Mit jedem Problem kommt eine Fressattacke

Braten aus dem Kühlschrank von gestern, eine ganze Tafel Schokolade, eine Packung Käse, Snacks, Joghurt, Gurkerln - gegessen wird wahllos. Denn bei der "Binge-Eating-Störung" kommt es zu Kontrollverlust. Menschen mit dieser Krankheit nutzen Nahrungsaufnahme als Konfliktlöser. Bis zu fünf Prozent der Bevölkerung ist betroffen.

"Bei ,Binge Eating`handelt es sich um eine psychisch bedingte Essstörung, bei der unverhältnismäßig große Nahrungsmengen in kurzer Zeit zu sich genommen werden - obwohl gar kein oder kein derart starkes Hungergefühl vorhanden ist ", erklärt Daniela Feichtenschlager, Psychotherapeutin am Klinikum Wels‐Grieskirchen. "Betroffene verfügen über eine geringe Konfliktfähigkeit, haben einen hohen Perfektionsanspruch, nehmen ihr eigenes Körperbild aber verzerrt wahr." Emotionen können nicht gut verarbeitet und eingeordnet werden. Deshalb fehlt auch das Sättigungsgefühl. Es entsteht eine Art Suchtverhalten.
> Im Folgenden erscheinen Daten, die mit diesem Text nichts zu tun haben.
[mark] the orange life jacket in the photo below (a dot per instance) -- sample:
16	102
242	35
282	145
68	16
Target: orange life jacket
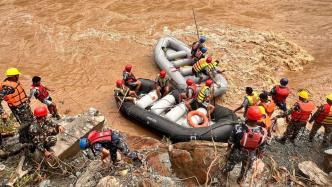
304	113
268	106
18	97
42	92
281	94
325	116
99	137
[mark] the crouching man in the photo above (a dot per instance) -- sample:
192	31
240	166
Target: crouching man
107	143
43	131
246	142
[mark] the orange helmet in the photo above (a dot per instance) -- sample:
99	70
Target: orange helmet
128	67
208	82
189	82
119	83
162	74
209	59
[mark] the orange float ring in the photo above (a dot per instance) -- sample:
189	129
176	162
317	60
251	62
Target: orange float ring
200	114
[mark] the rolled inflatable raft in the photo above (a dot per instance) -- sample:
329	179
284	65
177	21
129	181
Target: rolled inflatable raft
169	118
174	57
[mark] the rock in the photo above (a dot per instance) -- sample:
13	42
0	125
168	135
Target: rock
109	181
193	159
89	176
45	183
311	170
67	143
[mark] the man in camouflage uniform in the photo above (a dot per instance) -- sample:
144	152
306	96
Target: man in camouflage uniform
13	93
107	143
44	131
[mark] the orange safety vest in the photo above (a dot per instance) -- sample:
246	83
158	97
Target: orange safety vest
18	97
304	113
269	107
325	116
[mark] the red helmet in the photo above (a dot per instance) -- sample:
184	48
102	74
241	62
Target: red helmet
209	59
254	114
162	74
209	82
40	111
128	67
189	82
119	83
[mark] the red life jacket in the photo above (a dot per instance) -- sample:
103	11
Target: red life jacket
252	138
129	77
304	113
193	88
96	137
325	116
281	94
42	92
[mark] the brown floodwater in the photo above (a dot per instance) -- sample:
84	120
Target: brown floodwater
79	47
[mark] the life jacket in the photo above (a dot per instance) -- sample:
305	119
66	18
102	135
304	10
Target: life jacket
252	137
325	117
121	91
200	65
212	65
99	137
201	95
268	106
252	99
128	77
304	113
42	92
194	90
18	97
162	82
281	94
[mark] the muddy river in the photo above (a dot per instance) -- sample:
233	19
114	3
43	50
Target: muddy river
80	47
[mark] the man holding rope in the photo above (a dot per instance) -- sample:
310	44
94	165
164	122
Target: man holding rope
246	142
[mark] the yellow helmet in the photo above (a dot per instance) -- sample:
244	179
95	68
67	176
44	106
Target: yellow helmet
329	97
12	72
304	94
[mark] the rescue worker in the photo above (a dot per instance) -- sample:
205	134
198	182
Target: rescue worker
13	93
268	104
203	98
280	93
189	94
246	142
107	143
198	45
43	131
123	93
40	92
201	67
199	55
162	83
323	117
130	79
251	99
300	113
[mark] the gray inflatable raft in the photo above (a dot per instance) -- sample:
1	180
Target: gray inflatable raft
174	57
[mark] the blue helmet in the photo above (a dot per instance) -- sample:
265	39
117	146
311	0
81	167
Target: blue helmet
283	81
83	143
204	49
202	39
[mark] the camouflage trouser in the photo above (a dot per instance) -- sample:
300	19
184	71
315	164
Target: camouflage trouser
24	116
327	139
293	130
236	156
118	143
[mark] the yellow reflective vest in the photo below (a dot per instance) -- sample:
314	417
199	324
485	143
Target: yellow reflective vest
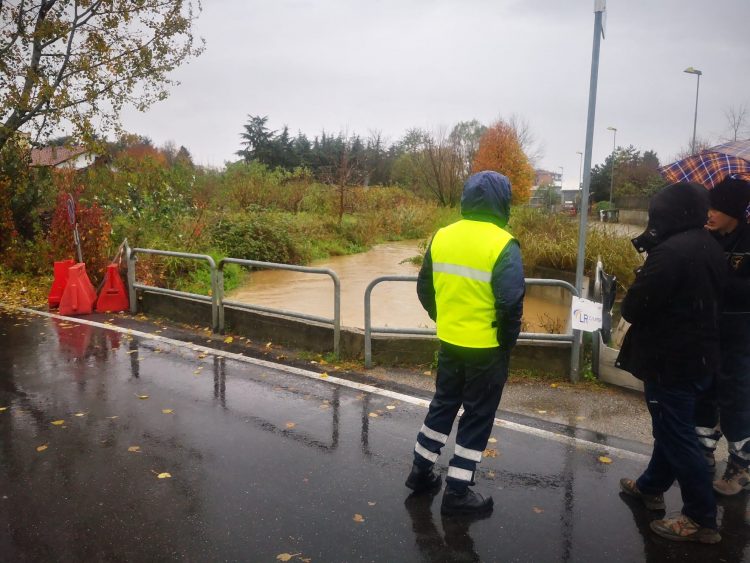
463	256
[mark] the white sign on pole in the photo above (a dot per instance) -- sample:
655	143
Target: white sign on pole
586	315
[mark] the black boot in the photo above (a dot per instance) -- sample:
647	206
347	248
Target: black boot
465	502
421	480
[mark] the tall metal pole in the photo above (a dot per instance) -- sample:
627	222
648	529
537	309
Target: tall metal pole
695	117
599	8
698	73
612	166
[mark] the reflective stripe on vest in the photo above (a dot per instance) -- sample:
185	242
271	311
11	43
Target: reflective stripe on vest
463	256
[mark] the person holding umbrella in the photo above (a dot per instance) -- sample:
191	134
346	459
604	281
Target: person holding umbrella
672	345
726	409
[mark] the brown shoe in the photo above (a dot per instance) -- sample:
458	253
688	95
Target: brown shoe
652	502
683	528
736	479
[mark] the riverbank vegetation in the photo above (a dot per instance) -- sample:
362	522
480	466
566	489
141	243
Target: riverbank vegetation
335	200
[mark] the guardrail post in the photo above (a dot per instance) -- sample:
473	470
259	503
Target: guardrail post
130	259
368	323
336	316
214	296
220	292
575	357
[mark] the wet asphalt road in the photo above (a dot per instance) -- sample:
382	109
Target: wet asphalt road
264	463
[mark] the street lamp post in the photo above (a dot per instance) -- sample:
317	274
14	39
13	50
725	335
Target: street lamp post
612	170
698	73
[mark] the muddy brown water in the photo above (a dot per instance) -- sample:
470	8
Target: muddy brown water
394	304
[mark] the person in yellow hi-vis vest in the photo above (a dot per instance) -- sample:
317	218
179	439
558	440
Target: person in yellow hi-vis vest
472	285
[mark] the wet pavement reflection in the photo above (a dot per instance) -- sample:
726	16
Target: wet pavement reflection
263	463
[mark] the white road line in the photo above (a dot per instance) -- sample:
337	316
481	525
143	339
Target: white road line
538	432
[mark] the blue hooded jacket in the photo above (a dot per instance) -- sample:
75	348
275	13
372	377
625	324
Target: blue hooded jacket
486	197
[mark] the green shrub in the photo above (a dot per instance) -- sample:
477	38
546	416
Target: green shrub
551	240
267	237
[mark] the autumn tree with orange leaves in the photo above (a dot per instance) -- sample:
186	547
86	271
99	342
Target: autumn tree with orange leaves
500	149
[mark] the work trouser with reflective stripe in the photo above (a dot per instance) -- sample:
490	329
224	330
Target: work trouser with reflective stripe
472	378
725	408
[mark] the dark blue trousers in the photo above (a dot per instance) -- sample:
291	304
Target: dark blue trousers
677	453
727	403
472	378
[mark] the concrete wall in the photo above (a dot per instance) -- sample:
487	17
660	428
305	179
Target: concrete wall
546	357
634	217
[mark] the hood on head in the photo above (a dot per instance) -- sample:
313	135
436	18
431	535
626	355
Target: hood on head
487	197
676	208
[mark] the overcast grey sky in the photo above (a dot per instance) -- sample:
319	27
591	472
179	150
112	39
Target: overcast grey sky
388	65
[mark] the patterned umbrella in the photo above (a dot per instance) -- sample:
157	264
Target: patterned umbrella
711	166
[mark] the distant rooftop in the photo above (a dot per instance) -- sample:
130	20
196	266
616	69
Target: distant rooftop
54	156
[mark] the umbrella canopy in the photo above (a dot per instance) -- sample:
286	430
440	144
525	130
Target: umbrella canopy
711	166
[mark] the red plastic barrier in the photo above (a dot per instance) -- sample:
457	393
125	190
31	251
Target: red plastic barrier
79	295
58	285
113	297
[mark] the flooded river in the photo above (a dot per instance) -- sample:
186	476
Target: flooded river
394	304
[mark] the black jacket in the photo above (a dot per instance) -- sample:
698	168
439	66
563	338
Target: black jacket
673	305
736	247
486	197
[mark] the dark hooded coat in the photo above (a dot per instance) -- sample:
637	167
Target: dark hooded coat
674	303
486	197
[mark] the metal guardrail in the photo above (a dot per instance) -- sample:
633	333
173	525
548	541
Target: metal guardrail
133	285
573	337
336	321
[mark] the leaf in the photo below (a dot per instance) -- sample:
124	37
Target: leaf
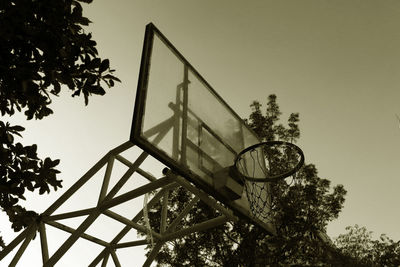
104	65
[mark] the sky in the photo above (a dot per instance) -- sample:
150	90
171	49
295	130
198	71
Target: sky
337	63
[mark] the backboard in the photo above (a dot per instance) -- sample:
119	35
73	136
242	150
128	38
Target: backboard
181	120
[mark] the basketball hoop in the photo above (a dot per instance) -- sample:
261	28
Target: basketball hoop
262	165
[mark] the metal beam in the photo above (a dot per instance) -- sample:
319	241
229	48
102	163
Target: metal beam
131	244
14	243
196	228
75	187
72	239
68	215
115	258
22	248
164	212
181	215
83	235
106	179
153	254
128	222
136	193
126	176
43	242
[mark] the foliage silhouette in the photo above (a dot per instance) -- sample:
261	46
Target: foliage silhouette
358	244
43	50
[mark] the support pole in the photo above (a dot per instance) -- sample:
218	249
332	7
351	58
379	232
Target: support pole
43	242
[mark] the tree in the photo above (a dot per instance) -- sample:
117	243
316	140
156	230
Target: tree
43	50
301	210
358	244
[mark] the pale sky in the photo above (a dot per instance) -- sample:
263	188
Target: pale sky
337	63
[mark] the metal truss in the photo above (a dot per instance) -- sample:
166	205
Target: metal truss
106	201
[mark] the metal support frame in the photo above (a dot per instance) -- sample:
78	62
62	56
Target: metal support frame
108	199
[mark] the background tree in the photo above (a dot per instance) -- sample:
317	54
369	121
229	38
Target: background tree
301	211
358	244
43	50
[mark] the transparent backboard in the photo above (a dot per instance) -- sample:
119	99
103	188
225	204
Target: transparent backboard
180	120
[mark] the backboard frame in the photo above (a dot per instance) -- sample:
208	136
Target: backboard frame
138	116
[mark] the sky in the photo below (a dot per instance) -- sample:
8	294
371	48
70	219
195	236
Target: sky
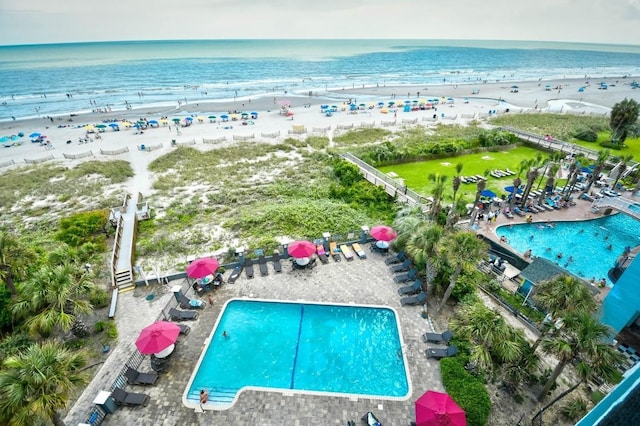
62	21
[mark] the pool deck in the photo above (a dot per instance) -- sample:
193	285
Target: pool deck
367	281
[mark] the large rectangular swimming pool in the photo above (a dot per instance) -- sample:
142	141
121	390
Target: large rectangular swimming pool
301	347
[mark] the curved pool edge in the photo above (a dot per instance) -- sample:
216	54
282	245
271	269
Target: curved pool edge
195	404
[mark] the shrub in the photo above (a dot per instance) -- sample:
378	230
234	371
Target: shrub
467	390
586	135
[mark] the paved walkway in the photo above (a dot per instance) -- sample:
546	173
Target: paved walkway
359	281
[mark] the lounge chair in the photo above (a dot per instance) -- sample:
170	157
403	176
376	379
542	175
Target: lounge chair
370	420
134	377
347	252
404	266
277	266
411	275
322	255
235	274
398	258
414	300
186	303
358	249
248	268
262	263
438	353
438	337
130	399
414	288
178	315
333	249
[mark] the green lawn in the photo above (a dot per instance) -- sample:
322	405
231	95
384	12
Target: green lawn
415	175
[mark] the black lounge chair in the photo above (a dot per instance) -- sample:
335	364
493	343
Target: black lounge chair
178	315
414	300
248	268
414	288
438	353
262	263
411	275
404	266
134	377
130	399
235	274
400	257
370	419
438	337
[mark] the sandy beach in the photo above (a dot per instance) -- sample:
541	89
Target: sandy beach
458	104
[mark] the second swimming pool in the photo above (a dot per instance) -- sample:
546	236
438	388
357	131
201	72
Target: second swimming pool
588	248
301	347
Krankheit beginnt schleichend
Bemerkbar macht sich die Störung meist im Alter zwischen 20 und 30 Jahren, nicht nur Frauen, auch Männer können daran leiden. Verursacher sind, laut Feichtenschlager, einerseits genetische Faktoren, aber auch familiäre Konflikte, traumatische Erfahrungen und Störungen in der Identitäts- und Persönlichkeitsentwicklung. "Die Krankheit baut sich langsam auf, es ist ein schleichender Prozess, deshalb muss sie umfassend behandelt werden." Im Vordergrund stehen dabei die Normalisierung des Essverhaltens und die Behandlung der zugrundeliegenden psychischen Defizite. "Das Ziel der Therapie ist daher nicht zuerst die Gewichtnormalisierung, sondern das Wiedererlangen eines kontrollierten Essverhaltens." Dafür werden spezielle Programme angeboten.